Zur Not würde sich Fernando Alonso sogar aus seinem Ferrari-Vertrag freikaufen, um verfügbar zu sein. Das könnte ein teures Vergnügen werden. Denn der Spanier hat seinen Vertrag mit Ferrari erst im Mai vorzeitig bis Ende 2016 verlängert, dabei aber möglicherweise eine Hintertür eingebaut. Der Schlüssel zum vorzeitigen Wechsel liegt dabei – wie so oft – in der Konstrukteurswertung.

Radio Fahrerlager meldet, dass Ferrari unter den ersten drei der Team-WM ins Ziel kommen muss, damit der Vertrag mit Alonso gilt. Zurzeit ist das der Fall, doch von hinten drückt Lotus. Dort hat man neue Geldgeber gefunden. Zudem fährt – neben Kimi Räikkönen – inzwischen auch Romain Grosjean regelmäßig in Podestnähe. Gleichzeitig zeigt bei Ferrari Felipe Massa Schwächen und kommt nur auf den hinteren Punkträngen ins Ziel.

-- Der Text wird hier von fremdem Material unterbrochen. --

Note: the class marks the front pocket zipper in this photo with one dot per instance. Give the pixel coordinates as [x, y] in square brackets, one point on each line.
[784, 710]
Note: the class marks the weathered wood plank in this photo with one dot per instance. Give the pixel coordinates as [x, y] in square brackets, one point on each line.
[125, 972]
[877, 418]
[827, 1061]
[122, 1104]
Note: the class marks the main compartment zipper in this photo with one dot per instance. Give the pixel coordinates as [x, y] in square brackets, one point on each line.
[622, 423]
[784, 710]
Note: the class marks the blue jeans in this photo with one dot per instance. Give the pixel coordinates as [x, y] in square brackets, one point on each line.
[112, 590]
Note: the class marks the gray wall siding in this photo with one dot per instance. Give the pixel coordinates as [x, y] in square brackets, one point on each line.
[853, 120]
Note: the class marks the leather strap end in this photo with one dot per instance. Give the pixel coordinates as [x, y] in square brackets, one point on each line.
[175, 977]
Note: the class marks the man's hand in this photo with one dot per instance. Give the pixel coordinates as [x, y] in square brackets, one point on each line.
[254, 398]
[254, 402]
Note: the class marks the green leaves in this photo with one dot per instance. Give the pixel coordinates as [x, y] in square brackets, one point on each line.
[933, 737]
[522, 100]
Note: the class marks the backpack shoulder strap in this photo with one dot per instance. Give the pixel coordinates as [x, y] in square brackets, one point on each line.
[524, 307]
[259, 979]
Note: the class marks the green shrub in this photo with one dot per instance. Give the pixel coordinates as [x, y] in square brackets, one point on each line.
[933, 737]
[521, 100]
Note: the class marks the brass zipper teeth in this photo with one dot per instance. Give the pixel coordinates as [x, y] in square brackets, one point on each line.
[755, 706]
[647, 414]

Mit den öffentlichen Abwanderungsgedanken destabilisiert Fernando Alonso das eigene Team zusätzlich. Dass der Spanier auch ein Meister des Psychokriegs ist, bewies Alonso nicht nur in seinem Jahr bei McLaren. Auch im Vorjahr versuchte Fernando Alonso, Sebastian Vettel mit Sticheleien – in Form eines Lobs für Adrian Newey – aus dem Konzept zu bringen.

Der Formel 1 steht offensichtlich eine heiße Sommerpause bevor. Wenn Ferrari in den nächsten Tagen Felipe Massa durch Nico Hülkenberg ersetzt, ist das kein Schritt zur Rettung des Sauber-Teams. Auch wenn die Ablösesummer für Hülkenberg den klammen Schweizern bei der Sanierung helfen würde.